Tech/Software, Travel

How virtual travel can revolutionize architectural design

virtual travel

While the discovery of virtual reality technology goes as far back as 1957, its popularity became explosive less than a decade ago due to technological advancements. VR technology has many applications in a range of industries due to its scope, including real estate, architecture and construction — and this shift is becoming apparent with virtual travel.

Not long ago when the coronavirus pandemic broke out, the tech became exceedingly popular in the travel world amongst travelers who were stuck at home due to COVID lockdowns but wanted to continue exploring the world from the comfort of their homes.

Today, the fields of building design and architecture are starting to see the potential benefits from this technology, essentially through what is termed as virtual tours. So how exactly has virtual travel revolutionized and inspired architectural design? In this piece, we shall cover a few pointers on how virtual travel can be used in design and architecture.

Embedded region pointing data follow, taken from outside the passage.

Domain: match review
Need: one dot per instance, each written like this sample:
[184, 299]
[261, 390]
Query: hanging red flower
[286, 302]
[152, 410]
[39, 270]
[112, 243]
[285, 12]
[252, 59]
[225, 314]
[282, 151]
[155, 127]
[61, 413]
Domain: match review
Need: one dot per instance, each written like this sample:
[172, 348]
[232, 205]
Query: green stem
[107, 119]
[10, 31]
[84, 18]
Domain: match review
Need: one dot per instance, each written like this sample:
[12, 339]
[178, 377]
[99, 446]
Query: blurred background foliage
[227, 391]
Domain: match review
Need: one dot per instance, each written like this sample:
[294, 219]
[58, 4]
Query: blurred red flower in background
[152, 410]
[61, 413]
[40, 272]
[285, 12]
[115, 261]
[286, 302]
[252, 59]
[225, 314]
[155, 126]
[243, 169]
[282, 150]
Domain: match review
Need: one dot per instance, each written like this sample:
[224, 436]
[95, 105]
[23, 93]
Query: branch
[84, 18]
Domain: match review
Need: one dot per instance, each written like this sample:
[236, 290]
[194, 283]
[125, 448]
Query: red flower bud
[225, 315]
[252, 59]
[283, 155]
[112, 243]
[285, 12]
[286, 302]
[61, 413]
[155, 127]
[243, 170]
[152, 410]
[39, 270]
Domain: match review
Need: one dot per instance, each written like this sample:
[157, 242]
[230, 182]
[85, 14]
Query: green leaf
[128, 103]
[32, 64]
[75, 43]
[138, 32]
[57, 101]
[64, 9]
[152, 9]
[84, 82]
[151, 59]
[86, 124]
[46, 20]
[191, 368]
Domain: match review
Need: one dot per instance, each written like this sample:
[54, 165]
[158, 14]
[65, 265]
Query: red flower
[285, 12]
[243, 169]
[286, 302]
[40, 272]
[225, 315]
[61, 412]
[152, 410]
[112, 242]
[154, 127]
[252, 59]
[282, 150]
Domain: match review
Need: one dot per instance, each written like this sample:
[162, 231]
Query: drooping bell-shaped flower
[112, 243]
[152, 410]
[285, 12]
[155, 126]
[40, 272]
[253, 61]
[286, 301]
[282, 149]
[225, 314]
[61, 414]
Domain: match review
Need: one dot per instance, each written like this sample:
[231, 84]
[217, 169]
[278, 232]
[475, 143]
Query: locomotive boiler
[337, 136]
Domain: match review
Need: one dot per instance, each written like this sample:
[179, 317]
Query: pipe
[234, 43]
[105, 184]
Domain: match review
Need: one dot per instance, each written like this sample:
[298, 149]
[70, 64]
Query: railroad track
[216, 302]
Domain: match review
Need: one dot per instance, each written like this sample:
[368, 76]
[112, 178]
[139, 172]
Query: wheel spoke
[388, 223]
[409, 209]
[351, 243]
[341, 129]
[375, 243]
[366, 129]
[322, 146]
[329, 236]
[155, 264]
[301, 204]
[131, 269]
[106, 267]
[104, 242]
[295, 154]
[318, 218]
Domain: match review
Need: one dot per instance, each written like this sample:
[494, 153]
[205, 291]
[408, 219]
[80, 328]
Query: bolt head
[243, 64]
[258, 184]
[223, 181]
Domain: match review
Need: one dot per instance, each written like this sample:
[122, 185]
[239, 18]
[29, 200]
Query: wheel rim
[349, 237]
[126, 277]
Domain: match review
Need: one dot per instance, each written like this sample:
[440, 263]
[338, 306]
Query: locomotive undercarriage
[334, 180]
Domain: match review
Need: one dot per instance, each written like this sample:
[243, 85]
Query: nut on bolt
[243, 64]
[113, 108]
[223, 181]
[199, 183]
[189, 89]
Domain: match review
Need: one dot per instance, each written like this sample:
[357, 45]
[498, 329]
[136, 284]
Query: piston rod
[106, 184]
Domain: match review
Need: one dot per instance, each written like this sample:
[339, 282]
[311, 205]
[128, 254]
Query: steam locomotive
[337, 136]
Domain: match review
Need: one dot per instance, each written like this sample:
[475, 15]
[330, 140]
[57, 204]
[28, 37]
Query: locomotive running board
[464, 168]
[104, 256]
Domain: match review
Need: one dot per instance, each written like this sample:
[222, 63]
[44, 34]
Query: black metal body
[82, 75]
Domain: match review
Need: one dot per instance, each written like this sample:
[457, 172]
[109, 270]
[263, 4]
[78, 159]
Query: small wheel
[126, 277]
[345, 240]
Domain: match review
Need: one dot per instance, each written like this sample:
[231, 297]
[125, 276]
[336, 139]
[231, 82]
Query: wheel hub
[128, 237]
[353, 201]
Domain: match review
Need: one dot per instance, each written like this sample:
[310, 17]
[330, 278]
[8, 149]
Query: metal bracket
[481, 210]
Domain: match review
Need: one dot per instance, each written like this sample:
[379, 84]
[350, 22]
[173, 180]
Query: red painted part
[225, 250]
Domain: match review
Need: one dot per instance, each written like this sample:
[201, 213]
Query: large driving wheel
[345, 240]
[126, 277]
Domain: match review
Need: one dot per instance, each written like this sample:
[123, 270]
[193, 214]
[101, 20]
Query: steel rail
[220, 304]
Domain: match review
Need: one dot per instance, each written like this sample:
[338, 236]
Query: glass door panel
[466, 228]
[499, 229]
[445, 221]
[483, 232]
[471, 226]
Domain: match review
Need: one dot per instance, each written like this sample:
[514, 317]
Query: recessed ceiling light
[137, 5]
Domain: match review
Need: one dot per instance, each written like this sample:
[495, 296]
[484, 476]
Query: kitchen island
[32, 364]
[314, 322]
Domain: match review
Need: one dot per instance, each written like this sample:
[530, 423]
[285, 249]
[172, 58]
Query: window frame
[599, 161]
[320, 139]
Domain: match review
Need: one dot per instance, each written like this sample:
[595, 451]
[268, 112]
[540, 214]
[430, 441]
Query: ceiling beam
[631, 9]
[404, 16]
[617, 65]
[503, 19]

Adopting Virtual Travel in Design

virtual travel

Image Source: Compare the Market

Virtual travel is a hot topic these days. As seen in the image above from Compare the Market AU, the search interest in virtual travel skyrocketed massively in the early months of 2020. One could argue that most of the searches came from travel enthusiasts, but a good majority came from people interested in seeing how far the technology has progressed. Thanks to the recent advancements in the VR field, virtual travel tours can also be adopted as early as in the architectural design stage of the project.

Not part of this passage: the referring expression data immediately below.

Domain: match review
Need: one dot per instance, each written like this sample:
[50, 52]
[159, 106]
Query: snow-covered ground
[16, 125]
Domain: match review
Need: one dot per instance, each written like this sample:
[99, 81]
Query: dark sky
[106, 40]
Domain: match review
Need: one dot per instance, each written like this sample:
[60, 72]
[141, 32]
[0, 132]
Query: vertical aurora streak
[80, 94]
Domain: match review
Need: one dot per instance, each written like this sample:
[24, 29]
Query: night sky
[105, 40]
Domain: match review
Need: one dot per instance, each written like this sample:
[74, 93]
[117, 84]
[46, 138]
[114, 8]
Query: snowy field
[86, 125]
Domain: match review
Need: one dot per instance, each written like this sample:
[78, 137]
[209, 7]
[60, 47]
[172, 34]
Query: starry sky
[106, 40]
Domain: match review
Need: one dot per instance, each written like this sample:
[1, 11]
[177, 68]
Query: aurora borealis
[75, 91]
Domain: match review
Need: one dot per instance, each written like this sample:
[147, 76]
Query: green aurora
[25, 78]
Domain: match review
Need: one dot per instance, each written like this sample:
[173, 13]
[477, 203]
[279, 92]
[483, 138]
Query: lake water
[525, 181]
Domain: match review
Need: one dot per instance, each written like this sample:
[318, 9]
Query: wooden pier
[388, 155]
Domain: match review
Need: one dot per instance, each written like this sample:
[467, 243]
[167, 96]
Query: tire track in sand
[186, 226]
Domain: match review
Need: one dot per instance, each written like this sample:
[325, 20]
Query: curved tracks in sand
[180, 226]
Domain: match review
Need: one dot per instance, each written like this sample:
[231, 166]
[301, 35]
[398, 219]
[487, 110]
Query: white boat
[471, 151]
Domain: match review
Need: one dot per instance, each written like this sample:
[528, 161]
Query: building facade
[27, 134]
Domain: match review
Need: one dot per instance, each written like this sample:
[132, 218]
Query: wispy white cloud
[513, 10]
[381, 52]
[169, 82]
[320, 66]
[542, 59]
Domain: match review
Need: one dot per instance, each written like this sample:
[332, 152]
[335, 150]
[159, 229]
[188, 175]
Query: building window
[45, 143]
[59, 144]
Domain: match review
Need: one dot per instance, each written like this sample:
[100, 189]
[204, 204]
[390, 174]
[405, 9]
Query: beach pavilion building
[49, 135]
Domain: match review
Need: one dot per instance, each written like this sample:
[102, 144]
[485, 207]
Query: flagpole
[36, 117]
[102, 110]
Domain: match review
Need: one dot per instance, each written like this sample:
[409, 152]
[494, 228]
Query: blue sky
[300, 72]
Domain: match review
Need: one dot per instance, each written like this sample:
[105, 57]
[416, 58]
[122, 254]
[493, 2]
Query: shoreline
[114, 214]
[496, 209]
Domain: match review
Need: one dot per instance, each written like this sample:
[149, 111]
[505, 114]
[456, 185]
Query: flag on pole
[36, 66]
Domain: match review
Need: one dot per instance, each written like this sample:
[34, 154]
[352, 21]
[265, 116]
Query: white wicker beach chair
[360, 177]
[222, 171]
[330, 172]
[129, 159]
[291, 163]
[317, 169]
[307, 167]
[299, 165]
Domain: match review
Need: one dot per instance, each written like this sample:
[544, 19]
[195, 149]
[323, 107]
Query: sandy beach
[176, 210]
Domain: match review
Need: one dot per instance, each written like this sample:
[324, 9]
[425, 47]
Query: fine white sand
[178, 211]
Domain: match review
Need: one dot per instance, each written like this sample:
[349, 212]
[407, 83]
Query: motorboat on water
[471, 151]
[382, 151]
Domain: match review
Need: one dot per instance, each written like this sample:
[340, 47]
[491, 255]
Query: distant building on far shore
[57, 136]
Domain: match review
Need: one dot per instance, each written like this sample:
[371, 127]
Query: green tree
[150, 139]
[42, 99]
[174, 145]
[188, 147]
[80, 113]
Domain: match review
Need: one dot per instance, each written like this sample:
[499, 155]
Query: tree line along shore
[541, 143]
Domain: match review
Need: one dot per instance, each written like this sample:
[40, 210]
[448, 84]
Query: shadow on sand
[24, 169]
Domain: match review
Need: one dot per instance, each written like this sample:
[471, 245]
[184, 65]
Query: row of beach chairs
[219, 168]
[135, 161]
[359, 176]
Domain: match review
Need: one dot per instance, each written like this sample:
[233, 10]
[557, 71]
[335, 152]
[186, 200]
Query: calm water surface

Through these tours, architectural design professionals can effectively paint a clear picture in the minds of their clients compared to when using only traditional design approaches. Some pros and cons of doing this include the following:

The Pros

  • Property walkthroughs are possible before building: Using virtual tours, designers and architects can create a 3D representation or a design plan that offers a visually immersive experience to the client. Using VR equipment and tech, the client can take a virtual tour to determine if he or she envisions themselves owning or living in the property. Since the VR experience feels almost real, this approach has proven to be more effective compared to sketches and drawings or even videos.
  • More detail in the design: We cannot fail to admit that 2D drawings still hold significant weight in architectural design. However, virtual tour software helps you take the design to a whole new level. Users can build viewing tools that help the client to have a more comprehensive experience since VR technology allows more detail to be showcased. As long as the design is carefully created and the simulations are creatively done, it takes less effort to convince a client.
  • Additional tech elements: Lastly, creatively designed virtual tours can also include other elements of modern tech, including video, background audio, social media links, or website URLs. These can help take your game to another level as a building designer or architect.

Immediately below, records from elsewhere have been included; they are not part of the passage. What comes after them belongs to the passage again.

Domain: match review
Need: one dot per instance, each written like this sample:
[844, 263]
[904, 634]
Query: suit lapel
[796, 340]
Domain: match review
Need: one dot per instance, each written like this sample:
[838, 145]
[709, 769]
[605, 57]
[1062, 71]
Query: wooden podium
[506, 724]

Virtual tours also come with several drawbacks when used in architectural design. Some of these include:

  • You may have to go back to class to learn the new tech
  • Limited resources can stall your project
  • Creating VR simulations often takes time

Potential Job Opportunities in Virtual Travel

As with every new technology, several new job opportunities could arise from the increased use of virtual tours in architecture and building design. Companies that deal in these areas could have new job positions for people like:

  • Virtual simulation designers
  • Immersive reality modelers
  • Data scientists
  • Chief technology officers

To sum it up, immersive technology seems to be shaping the future of building design. Virtual tours are increasingly gaining popularity in the worlds of construction and real estate, and architectural design hasn’t been left out either. The rate at which it is being embraced makes it even more promising. In the near future, architecture and home design can easily become a DIY project.